Разве что такси нанять? Денег нет, но можно ведь заплатить уже дома, в Муляне. Где тут могут дислоцироваться нуайерские такси? Наверное, около автовокзала.
И тут Алёна кое о чем вспомнила… вспомнила и, как принято выражаться, вздрогнула. Письмо, которое лежит на ее подушке! Осталось десять минут до того, как проснется Марина и потащится будить Танечку, а заодно заправлять Алёнину постель. Надо немедленно позвонить и предупредить, чтобы она ни в коем случае не читала письмо! Ее же, бедную, удар хватит!
Алёна выхватила из кармана шортов телефон – и чертыхнулась, увидев пустой дисплей. Ну да, здесь, в низине между гор, не принимало большинство сетей…

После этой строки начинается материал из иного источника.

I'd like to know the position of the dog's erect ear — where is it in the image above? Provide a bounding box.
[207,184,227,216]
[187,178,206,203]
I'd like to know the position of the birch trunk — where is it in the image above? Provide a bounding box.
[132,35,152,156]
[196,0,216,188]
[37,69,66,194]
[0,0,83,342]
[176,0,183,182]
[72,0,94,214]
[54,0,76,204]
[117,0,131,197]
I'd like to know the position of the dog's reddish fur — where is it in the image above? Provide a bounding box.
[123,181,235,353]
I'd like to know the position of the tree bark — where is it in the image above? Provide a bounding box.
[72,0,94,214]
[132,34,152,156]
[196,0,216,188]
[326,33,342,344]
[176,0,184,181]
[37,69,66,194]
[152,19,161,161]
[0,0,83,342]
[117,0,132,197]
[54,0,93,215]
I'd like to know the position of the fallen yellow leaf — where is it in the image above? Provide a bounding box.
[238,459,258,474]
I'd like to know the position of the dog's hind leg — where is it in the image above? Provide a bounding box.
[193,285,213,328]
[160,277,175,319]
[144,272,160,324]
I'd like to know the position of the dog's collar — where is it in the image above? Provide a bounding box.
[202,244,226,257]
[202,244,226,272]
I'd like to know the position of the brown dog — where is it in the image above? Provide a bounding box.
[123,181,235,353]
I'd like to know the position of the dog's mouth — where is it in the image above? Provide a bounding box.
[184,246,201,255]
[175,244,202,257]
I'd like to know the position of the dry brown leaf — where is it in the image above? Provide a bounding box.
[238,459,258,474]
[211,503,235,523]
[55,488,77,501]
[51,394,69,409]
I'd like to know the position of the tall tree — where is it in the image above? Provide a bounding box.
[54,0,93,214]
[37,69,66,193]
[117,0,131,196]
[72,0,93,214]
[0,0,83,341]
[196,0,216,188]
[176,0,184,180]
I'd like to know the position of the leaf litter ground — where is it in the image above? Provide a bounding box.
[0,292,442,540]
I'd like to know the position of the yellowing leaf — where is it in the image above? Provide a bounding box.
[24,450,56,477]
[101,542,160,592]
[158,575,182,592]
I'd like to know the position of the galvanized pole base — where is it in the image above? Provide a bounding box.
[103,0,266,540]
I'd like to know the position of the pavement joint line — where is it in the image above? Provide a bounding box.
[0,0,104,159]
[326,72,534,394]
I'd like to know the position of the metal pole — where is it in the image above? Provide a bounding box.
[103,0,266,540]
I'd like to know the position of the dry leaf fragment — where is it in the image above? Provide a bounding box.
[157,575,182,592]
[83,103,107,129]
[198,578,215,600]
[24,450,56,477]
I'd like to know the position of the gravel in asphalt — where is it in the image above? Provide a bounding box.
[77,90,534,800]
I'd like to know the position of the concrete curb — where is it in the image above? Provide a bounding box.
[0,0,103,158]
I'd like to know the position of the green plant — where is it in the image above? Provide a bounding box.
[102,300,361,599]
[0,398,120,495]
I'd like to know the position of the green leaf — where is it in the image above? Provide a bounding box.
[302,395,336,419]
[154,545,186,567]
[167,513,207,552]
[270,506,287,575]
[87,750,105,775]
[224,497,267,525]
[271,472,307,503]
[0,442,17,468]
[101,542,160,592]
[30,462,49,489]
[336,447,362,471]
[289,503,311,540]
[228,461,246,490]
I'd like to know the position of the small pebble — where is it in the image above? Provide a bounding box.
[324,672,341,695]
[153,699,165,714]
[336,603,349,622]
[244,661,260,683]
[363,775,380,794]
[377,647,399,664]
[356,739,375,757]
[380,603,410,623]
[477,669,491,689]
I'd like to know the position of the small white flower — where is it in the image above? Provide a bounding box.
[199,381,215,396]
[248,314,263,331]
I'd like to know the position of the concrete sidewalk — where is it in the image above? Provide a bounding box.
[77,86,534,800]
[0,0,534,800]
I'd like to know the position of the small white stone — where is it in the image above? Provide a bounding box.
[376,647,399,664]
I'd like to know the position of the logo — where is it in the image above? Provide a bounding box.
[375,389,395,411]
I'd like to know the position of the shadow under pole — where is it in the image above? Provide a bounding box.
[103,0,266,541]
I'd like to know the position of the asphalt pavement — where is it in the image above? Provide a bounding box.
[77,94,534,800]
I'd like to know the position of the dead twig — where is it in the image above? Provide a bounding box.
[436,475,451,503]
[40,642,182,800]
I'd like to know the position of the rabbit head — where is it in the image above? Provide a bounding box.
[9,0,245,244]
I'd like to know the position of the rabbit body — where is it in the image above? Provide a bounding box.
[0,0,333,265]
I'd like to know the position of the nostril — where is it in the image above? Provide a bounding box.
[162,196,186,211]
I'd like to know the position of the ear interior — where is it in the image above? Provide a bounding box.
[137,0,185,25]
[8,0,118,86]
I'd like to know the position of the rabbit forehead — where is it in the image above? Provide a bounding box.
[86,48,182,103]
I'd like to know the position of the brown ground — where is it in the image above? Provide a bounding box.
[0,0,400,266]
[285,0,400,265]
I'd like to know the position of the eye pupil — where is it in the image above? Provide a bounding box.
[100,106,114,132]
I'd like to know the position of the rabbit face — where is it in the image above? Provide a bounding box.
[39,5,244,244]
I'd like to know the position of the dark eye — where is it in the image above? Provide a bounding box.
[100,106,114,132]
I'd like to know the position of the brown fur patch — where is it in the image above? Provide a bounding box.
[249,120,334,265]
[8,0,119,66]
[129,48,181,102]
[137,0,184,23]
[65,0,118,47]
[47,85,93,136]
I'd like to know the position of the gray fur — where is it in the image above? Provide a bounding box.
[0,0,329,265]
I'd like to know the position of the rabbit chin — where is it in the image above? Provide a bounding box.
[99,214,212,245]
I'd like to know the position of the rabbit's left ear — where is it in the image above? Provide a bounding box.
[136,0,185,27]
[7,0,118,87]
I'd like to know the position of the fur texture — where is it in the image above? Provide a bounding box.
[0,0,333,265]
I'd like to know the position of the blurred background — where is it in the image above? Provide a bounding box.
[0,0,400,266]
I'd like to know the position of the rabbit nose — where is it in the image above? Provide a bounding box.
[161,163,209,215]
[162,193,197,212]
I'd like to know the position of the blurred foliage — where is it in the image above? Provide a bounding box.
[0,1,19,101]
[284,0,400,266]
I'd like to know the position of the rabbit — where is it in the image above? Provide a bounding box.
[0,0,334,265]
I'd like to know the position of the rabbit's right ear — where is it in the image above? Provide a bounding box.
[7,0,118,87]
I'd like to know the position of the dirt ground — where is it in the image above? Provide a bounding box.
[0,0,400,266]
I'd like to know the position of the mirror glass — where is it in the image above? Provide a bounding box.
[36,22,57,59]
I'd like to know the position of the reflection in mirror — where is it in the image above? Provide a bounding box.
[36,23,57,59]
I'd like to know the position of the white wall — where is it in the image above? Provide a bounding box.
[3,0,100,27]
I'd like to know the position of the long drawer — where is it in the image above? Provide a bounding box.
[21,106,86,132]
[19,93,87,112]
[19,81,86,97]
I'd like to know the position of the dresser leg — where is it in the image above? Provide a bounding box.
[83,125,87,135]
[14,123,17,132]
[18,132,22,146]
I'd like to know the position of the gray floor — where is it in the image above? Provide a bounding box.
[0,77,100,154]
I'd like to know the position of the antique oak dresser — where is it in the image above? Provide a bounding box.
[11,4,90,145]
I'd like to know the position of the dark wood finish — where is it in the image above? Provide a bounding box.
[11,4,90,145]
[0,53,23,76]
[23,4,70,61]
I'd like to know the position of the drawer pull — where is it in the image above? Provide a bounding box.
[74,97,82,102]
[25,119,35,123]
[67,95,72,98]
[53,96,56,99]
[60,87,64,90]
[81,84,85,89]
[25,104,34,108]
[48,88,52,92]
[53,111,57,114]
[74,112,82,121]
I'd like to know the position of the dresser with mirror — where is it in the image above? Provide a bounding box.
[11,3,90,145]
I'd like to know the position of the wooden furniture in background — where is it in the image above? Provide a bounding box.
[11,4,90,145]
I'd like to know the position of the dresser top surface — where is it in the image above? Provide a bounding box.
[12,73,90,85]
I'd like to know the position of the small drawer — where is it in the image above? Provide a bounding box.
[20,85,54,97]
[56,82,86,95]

И все же нужно позвонить как можно скорей. Откуда? Да с почты! Где тут почта? Ага, вон там, между бистро и буланжерией, то есть булочной. При мысли о тех вкусностях, что продаются в буланжерии, желудок Алёны тоскливо сжался. Ладно, потерпи, голубчик. На обратном пути накормим тебя диким виноградом, который свешивается со стен придорожных усадеб. Он не такой сладкий, как тот, который на пути в Самбур ты привык есть, но все же очень даже ничего. Можно насобирать яблок с придорожных яблонь, а на склоне растут грецкие орехи. Так что переходим на подножный корм. А то буланжерия, понимаешь… Ишь, чего захотела! Худеть надо, матушка. Худеть всегда, худеть везде, худеть кругом!
Но сначала – на почту.
Алёна вбежала в дверь и увидела Клер, ту самую почтальоншу, которая неустанно водила свой желтый, перечеркнутый черной полосой фургончик по всем окрестным деревням, развозя газеты и письма. Клер сидела на табурете, ела маленькие, какие-то особенно аппетитные круассаны и запивала их кофе. Кроме нее, в помещении никого не было.
Клер молча – она жевала – кивнула Алёне: здрасьте, мол, са ва?
– Бонжур, – пробормотала Алёна. – Извините, можно отсюда позвонить? У меня портабль не берет, а позвонить нужно просто очень, очень срочно!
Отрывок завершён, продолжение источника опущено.